Le stesse riflessioni del gesuita statunitense, la cui scomparsa recente ha stimolato la richiesta a Carlo Lottieri, che lo ha conosciuto di persona, di redigere una breve nota biografica, permettono di inserire il professore della Fordham University in un non meglio precisato orientamento liberale sensibilmente distinto, se non distante, da quello che Markus Krienke presenta confrontando in termini dialettici le teoresi dell’italiano Rosmini e quelle del tedesco Röpke.
Al lettore l’ardua sentenza su quale tra gli autori riesca con maggior coerenza a tenere desta l’attenzione (e quindi la tutela) sulla autonomia del singolo dinanzi alle responsabilità che a questo sono attribuite dalle libere relazioni inter-soggettive come pure dalle istituzioni. Autonomia e responsabilità che sono sperimentate sin dall’interno di quel che Cicerone qualifica seminarium rei publicae, la famiglia, così come viene riconosciuta nel contesto ordinamentale vigente (Anna Chiara Zanuzzi).
In questi termini, il Numero intende proseguire nello stile suo peculiare sempre teso in questi lustri nel volet coniugare teoria e prassi. Così, è possibile dialetticamente passare dalla riflessione teoretico-fondativa sui modi di imputare la responsabilità (non solo giuridica) di un soggetto (Maria Antonietta Foddai) alla lettura critica di alcuni disposti normativi che si inseriscono proprio nei gangli di quelle relazioni inter-soggettive che prevedono spirito di liberalità, trasmissione di proprietà, lascito di identità (Anna Chiara Zanuzzi – Andrea Rinaldi).
In questi rapporti tra privati, come in quelli c.d. “pubblici”, non è mai scontato rammentare come il pertugio per il riconoscimento della verità permetta un reale equilibrio tra gli interessi come ha già insegnato Domenico Farias sulla scia di Platone.

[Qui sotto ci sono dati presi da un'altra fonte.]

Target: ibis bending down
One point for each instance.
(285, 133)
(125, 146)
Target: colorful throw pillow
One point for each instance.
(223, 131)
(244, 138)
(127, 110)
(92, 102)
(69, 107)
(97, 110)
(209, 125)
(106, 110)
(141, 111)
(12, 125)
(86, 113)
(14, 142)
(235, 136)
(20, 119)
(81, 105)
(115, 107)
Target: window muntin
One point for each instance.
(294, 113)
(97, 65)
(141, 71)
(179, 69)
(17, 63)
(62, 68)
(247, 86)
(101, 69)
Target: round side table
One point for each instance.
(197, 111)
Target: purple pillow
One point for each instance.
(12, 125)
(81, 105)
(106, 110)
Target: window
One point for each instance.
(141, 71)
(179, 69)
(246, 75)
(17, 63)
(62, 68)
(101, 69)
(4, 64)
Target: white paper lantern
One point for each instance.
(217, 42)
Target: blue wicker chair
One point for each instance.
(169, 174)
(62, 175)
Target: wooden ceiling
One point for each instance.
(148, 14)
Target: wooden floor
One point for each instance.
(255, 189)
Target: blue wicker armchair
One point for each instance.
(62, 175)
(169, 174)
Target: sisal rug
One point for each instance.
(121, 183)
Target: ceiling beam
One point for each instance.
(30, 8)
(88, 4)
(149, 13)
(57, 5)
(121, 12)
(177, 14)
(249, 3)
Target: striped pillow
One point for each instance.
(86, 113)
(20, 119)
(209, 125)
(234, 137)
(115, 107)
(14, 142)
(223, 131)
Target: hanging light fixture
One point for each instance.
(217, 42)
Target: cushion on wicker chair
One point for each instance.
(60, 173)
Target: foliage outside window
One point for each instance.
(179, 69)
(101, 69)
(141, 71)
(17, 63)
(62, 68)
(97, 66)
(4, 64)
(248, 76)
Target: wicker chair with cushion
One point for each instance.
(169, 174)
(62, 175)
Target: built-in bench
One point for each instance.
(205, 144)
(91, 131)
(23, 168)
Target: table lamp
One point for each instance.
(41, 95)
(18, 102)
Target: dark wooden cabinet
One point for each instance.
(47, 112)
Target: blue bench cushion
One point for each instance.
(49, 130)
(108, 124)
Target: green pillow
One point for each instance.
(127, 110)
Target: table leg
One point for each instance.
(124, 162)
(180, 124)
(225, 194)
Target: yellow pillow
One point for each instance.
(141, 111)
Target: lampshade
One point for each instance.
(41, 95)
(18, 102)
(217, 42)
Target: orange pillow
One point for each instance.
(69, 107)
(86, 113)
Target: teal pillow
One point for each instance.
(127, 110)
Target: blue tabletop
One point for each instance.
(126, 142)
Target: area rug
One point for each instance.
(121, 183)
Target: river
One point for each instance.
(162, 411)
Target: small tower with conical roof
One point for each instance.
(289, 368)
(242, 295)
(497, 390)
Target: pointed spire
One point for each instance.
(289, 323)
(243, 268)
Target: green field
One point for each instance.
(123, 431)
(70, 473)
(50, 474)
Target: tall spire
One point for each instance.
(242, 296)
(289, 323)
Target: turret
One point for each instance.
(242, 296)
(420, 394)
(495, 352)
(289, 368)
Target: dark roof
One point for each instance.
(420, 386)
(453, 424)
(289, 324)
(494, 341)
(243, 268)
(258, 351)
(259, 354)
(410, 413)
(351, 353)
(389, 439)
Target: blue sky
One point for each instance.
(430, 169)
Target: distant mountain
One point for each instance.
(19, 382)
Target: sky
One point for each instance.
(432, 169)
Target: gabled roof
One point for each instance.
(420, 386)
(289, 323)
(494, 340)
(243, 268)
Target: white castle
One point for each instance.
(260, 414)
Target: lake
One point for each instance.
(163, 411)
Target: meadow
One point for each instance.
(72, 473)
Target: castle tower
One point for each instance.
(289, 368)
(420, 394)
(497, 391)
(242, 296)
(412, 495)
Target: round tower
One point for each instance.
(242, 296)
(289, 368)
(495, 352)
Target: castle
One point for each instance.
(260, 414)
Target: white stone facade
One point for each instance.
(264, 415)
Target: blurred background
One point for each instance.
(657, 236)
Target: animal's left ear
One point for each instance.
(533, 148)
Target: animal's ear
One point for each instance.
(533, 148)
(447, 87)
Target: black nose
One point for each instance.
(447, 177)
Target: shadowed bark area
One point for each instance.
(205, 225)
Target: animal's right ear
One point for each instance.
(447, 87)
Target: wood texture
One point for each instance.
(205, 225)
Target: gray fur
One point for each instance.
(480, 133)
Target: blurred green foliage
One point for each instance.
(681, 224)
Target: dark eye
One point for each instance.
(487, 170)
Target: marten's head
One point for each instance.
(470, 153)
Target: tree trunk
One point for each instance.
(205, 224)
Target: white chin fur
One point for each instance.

E non potrebbe essere altrimenti, poichè la prassi politico-giuridica, avvalendosi di presupposti che non è mai in grado di giustificare, non può non riconoscere il debitum suo proprio dinanzi a magisteri sempre fecondi, perchè realmente classici (Gabriele Civello).

Lo sforzo di riconoscere, oggi come dieci anni fa, reali punti di riferimento, tali perchè pedissequamente riconosciuti originali, non banali, in sunto “veri”, è l’impegno maggiormente tragico che spetta a chi desidera realmente eleggere la parte migliore di sè e di chi ha la “fortuna” di conoscere.
Buone elezioni… di letture e di sapere.